After a brief hiatus (pretty much the entire summer), I 'm back to blog about my second year and other things that interest or bother me.

This year, I'm split between two grade levels (6th and 7th), but still teaching Language Arts. I started the first weeks of school a little differently than I did last year--I spent more time teaching and practicing procedures, enforcing time constraints on activities and assignments, and building up the group culture of each class. The tradeoff was spending less time getting to know each kid individually, so now I'm playing catch-up.

One major change this year (aside from having larger classes, the kids losing an elective, shifting all teacher meetings to after school, and the introduction of the STAAR test) has been the introduction of the National Writing Project's writing workshop model for all English classes. Our district received a grant to pilot the workshop model at our middle school and one of our feeder elementary schools, and they're really pushing for 7th grade English teachers to make it the basis of our curriculum. In future posts, I'll talk more about how Writing Workshop is supposed to work, and how it actually looks in my classroom.

One big change that I've made this year is wearing a tool belt. I took the idea from David Ginsburg, an instructional coach who advocates strapping on supplies instead of searching for them. The seemingly minor adjustment has made a huge difference for me. I'm more organized now; my desk is less cluttered; I always have a pen and pieces of paper to write notes or passes on; I don't lose my dry-erase markers; and I look like a superhero. I knew the tool belt was a good idea when a student complained about a paper cut and I had a Band-Aid out before she had even finished her sentence.

Some education stories worth mentioning:

  • More tests! The Obama administration just announced its plan to remove AYP requirements from and add "flexibility" to the NCLB law. Instead of seeing something like 80% of schools diagnosed as "failing" this year (what the original law would have mandated), lawmakers intend to let underperforming states and school districts obtain waivers so long as they do things like tying teacher evaluations more closely to "student growth measures" (standardized test score gains) and making it easier to fire teachers and principals.

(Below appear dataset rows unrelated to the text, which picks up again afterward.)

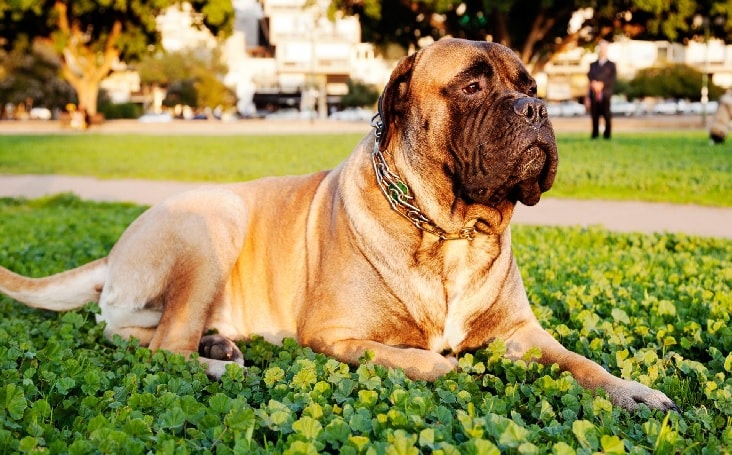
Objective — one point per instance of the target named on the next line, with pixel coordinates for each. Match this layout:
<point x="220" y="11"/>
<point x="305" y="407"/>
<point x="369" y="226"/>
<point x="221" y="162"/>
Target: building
<point x="288" y="55"/>
<point x="565" y="77"/>
<point x="285" y="54"/>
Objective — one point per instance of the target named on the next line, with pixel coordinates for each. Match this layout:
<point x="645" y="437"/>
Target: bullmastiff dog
<point x="403" y="250"/>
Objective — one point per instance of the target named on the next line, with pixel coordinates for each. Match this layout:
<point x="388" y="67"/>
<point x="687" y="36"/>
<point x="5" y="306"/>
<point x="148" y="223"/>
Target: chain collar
<point x="399" y="197"/>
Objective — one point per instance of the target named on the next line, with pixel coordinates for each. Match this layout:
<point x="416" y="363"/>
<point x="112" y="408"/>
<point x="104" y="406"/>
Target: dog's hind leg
<point x="171" y="267"/>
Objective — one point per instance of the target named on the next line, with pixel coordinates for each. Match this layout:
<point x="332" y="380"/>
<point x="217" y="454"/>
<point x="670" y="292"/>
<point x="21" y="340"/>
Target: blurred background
<point x="82" y="61"/>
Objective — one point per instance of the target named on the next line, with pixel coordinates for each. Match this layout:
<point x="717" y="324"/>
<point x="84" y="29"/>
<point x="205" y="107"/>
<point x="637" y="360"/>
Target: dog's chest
<point x="466" y="266"/>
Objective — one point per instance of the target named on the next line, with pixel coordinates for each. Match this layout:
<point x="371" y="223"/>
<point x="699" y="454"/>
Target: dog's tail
<point x="61" y="292"/>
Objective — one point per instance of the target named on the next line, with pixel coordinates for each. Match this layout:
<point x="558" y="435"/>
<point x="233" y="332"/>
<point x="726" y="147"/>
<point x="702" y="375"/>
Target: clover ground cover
<point x="655" y="308"/>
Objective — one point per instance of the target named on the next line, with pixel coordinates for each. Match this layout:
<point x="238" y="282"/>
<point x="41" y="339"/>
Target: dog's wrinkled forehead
<point x="446" y="59"/>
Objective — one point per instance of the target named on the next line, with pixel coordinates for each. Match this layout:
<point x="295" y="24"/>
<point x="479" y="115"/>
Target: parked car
<point x="571" y="109"/>
<point x="40" y="113"/>
<point x="626" y="108"/>
<point x="666" y="107"/>
<point x="153" y="117"/>
<point x="355" y="114"/>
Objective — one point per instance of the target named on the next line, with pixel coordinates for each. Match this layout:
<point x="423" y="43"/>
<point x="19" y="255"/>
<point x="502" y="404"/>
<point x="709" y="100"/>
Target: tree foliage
<point x="89" y="36"/>
<point x="671" y="81"/>
<point x="192" y="77"/>
<point x="539" y="29"/>
<point x="29" y="75"/>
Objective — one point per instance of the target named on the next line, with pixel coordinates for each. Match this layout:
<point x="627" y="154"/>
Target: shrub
<point x="671" y="81"/>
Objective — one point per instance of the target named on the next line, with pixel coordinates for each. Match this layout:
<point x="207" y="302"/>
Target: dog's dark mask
<point x="500" y="142"/>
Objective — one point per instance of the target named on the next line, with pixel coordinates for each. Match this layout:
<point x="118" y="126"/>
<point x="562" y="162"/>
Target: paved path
<point x="616" y="216"/>
<point x="613" y="215"/>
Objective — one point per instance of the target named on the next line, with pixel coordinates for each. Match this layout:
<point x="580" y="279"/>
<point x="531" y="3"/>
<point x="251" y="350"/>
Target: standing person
<point x="722" y="119"/>
<point x="602" y="77"/>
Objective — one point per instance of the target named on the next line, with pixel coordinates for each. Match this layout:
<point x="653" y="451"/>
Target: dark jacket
<point x="605" y="73"/>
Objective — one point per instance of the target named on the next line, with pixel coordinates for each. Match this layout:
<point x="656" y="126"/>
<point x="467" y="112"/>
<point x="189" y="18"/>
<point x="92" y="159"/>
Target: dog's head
<point x="468" y="111"/>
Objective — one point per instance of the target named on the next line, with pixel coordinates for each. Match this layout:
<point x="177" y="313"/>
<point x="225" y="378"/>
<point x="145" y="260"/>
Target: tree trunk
<point x="88" y="92"/>
<point x="81" y="65"/>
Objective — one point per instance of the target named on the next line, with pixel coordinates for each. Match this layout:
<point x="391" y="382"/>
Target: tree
<point x="29" y="75"/>
<point x="538" y="29"/>
<point x="673" y="81"/>
<point x="89" y="36"/>
<point x="192" y="77"/>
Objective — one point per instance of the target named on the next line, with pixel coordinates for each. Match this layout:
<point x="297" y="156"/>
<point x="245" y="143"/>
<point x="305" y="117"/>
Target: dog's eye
<point x="472" y="88"/>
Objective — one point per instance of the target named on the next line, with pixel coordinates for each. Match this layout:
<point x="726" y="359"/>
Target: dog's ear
<point x="393" y="102"/>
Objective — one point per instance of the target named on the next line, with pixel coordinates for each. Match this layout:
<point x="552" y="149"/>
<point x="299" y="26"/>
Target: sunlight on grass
<point x="677" y="167"/>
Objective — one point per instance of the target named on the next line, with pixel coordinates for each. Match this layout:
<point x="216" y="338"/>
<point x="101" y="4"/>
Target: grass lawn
<point x="653" y="308"/>
<point x="677" y="167"/>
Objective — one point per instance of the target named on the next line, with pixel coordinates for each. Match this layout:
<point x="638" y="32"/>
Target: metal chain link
<point x="399" y="197"/>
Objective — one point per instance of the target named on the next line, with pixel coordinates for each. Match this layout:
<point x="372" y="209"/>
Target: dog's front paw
<point x="430" y="368"/>
<point x="217" y="347"/>
<point x="629" y="394"/>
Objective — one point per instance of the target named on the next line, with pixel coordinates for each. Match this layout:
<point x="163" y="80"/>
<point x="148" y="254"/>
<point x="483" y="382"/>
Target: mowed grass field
<point x="652" y="308"/>
<point x="673" y="166"/>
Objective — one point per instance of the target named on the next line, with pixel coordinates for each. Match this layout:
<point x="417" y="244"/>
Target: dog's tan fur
<point x="324" y="259"/>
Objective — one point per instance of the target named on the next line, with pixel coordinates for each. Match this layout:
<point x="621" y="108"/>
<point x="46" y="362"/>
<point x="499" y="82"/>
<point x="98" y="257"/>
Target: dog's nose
<point x="532" y="109"/>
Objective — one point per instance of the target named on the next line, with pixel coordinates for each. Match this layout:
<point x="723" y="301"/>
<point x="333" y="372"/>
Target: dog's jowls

While the end of inane AYP requirements should be seen as a victory, I'm not convinced the "flexibility" plan is an improvement on the current law. As Monty Neill of FairTest puts it, the plan "offers little more than a leap from the frying pan to the fire--and even adds gasoline to the fire" by mandating more standardized tests and then tying teachers' job security to potentially flawed growth formulas. Things would be just as bad under the package of Republican-sponsored NCLB bills currently being debated in Congress, largely for the same reason-- more tests.
  • The corporate takeover of education continues as Rupert Murdoch's News Corp prepares to take a bite out of the "Big Enchilada." After scooping up Joel Klein, the former NYC schools chancellor, and buying out 90 percent of Wireless Generation, an education technology company, Murdoch now will give the keynote address at the 2011 National Summit on Education Reform. The billionaire media mogul, who has zero experience teaching, leading a school, or working with children, will talk about the role technology could play in education reform. With all those new tests the administration's "flexibility" plan will mandate, education technology companies will be in a great position to turn a profit--so why not jump out in front and corner the market?
  • My old Harvard chum, Mark Fusco, now has his own column in the Community section at GothamSchools. Mark teaches 11th grade in a New York City charter school. Mark had no qualms expressing his opinions about education when we were in class together, and if the comments section for his first column is any indication, those opinions invite a healthy debate. Props to him for putting his stuff out there for everyone to see.